The current spike in measles cases in vaccine-denying communities in Texas is the canary in the coal mine for the future that lies ahead. Bird flu is next. Like climate change, diseases really don’t care that you don’t believe in effective prevention methods and international collaboration for vaccine development. You and your loved ones are at immediate risk of sickness and death.
Perhaps your primary interest is in your own economic status. The discredited use of tariffs to punish other nations is already raising prices for American consumers. The claim that the cost will be borne by the targeted countries is simply false, as well established by historical precedent. The destruction of the Consumer Protection Bureau, which returned millions to Americans who have been swindled by corrupt and greedy corporations, will no longer be there to protect us. Cuts to Medicare, Medicaid and Social Security are on the table, despite Trump’s promise not to touch them.

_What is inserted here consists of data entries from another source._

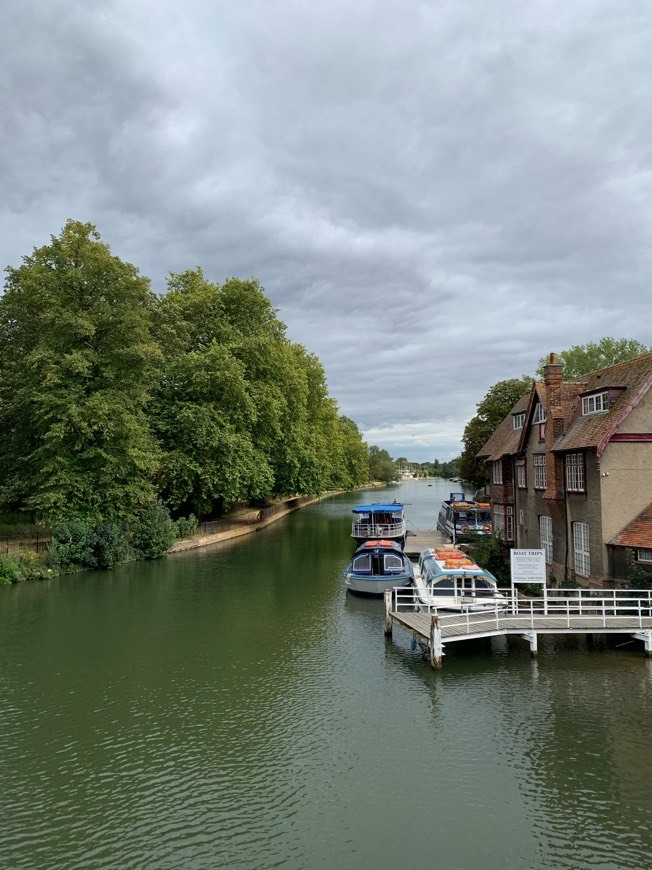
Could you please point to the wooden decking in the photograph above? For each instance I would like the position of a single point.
(612, 612)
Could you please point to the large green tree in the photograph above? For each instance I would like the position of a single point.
(77, 361)
(492, 410)
(580, 359)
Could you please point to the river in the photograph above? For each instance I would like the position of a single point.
(234, 707)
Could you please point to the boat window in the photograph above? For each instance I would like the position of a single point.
(393, 564)
(445, 586)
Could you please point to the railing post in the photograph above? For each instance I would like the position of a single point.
(388, 611)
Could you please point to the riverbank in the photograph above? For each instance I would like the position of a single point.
(247, 522)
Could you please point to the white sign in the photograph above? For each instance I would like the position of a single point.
(528, 566)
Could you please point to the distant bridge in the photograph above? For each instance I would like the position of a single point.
(568, 611)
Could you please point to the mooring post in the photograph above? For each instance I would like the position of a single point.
(435, 647)
(388, 611)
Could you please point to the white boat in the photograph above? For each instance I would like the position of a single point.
(377, 566)
(374, 521)
(447, 579)
(461, 516)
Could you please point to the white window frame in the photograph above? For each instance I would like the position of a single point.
(540, 471)
(539, 414)
(575, 481)
(521, 476)
(504, 521)
(545, 536)
(581, 549)
(597, 403)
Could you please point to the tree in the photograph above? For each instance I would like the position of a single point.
(581, 359)
(491, 411)
(77, 361)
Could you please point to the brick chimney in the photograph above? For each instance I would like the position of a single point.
(554, 494)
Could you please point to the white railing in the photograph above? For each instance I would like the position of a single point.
(378, 530)
(572, 606)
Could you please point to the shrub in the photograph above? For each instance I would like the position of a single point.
(186, 526)
(154, 532)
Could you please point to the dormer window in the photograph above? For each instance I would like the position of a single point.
(539, 414)
(595, 404)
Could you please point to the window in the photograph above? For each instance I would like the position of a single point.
(581, 548)
(539, 414)
(575, 472)
(545, 533)
(595, 404)
(504, 521)
(521, 477)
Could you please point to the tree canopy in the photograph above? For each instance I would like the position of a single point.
(491, 411)
(580, 359)
(112, 398)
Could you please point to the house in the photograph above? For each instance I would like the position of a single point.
(571, 472)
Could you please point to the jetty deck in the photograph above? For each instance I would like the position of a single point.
(576, 611)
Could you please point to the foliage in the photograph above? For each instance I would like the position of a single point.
(638, 577)
(381, 465)
(581, 359)
(491, 411)
(186, 526)
(78, 544)
(76, 364)
(154, 532)
(18, 567)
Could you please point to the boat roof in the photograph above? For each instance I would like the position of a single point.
(379, 545)
(451, 559)
(378, 508)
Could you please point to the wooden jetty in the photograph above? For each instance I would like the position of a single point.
(572, 611)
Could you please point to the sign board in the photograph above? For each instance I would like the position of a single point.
(528, 566)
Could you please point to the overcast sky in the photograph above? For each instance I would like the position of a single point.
(433, 194)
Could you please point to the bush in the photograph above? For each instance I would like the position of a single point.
(186, 526)
(154, 532)
(18, 567)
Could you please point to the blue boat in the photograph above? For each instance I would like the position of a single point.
(376, 566)
(375, 521)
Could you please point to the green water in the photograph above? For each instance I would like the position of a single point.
(233, 707)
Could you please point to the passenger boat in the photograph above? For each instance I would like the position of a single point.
(447, 579)
(376, 566)
(461, 516)
(374, 521)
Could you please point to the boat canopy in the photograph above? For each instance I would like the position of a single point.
(378, 508)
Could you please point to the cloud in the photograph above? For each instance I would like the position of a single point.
(434, 195)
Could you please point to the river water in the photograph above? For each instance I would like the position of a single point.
(234, 707)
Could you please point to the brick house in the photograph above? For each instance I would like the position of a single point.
(571, 471)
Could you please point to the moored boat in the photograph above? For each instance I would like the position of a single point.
(447, 579)
(375, 521)
(377, 566)
(461, 516)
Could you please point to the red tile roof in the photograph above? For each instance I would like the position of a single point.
(638, 533)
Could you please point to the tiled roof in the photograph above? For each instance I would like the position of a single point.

You may approve of downsizing government, but when that means there are inadequate resources to help you recover from disasters; when eliminating personnel means cutting the services on which you personally depend (e.g., veterans health care, food safety surveillance, infrastructure projects, support for child care, maintenance of public parks, etc.) perhaps you would prefer reductions not be in the hands of the incompetent and unelected billionaire Elon Musk.
There is a reason for the constitutional separation of powers, according to which Congress, not the executive, is in control of our nation’s purse strings. You have greater influence on your elected representatives than on King Donald. Use it!
Donald Joralemon, emeritus professor at Smith College, lives in Conway.